Lastly, there is a precision partial option that can be an option. This option is a mixture of both the removable and permanent dentures discussed above. The precision partial denture allows for the piece to be removed and has the most natural of appearances. This version is still attached via crowns at both ends of the gap for the bridge to connect to. However, instead of it being cemented in place like the permanent partial denture, the precision partial denture is held
in place with an internal attachment.
Next, we will discuss full dentures and the two options available there, immediate and conventional. The direct option allows for an instant result after teeth are pulled so that a person does not have to go a long period without teeth. This is the pro to this option; the cons to this option are that it is only recommended as a temporary solution. These immediate dentures are “ready-made” before tooth removal and therefore allow you to have teeth during the healing process. During the healing process, the gum line changes due to bone deterioration to some degree and the immediate dentures will not be a perfect fit for very long and will most likely result in the need for adjustments to them while healing. This is why they are only a temporary solution until you can get conventional dentures.
Conventional dentures are ready to go within 8-12 weeks post surgery/tooth removal and are made to the wearers’ specifications. This option allows for a more personalized fit, fewer odds of discomfort and fewer adjustments need to be made in the immediate future. This option will mean you have to go without teeth for up to 12 weeks unless the immediate route is utilized as well. Conventional false teeth can last you years if fitted properly initially if taken care of and with routine visits with your dental provider.

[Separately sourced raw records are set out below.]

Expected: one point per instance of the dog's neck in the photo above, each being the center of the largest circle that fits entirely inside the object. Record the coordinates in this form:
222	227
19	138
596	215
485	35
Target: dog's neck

Your dentist will provide you with the specifics of how to care for your dental implant whether it be a partial denture or a full set. It is imperative to follow the instructions provided on how to keep them clean, what to do/not do with them and how often to visit your provider to ensure ongoing care rather than the need for emergency care if left neglected. Some essential items to consider are – full dentures may become ill-fitting due to ongoing bone deterioration and other changes of the gum line over time, mention these things to your dentist once you begin to notice them. The clicking of your teeth should not happen and needs to be reported to your dentist as well. It is also recommended to slowly reintroduce foods to your diet with a full set of dentures so that you go through minimal discomfort through the transition.
Talk To Your Dentist About Your Options
The cost will vary for these denture options and the more work needed, will most likely result in a higher price overall. However, some insurance plans will assist to some degree in the cost of the orthodontic items, and you should contact your insurance company to find out what they will or will not cover and with whom. Getting crowns on your permanent teeth to accommodate partial dentures may result in later concerns over time such as tooth loss or the need for root canals in the future – consider this as well when making your decisions.
Once again, it is of vital importance to discuss your options with your doctor to ensure you getting to the best device for you and your personal needs. It is also imperative to work closely with your doctor on a routine basis to avoid developing any additional issues related to your orthodontic appliance. Please note that you will most likely need a new set of dentures over time and for bridges/partial dentures to be replaced as these options are not permanent solutions.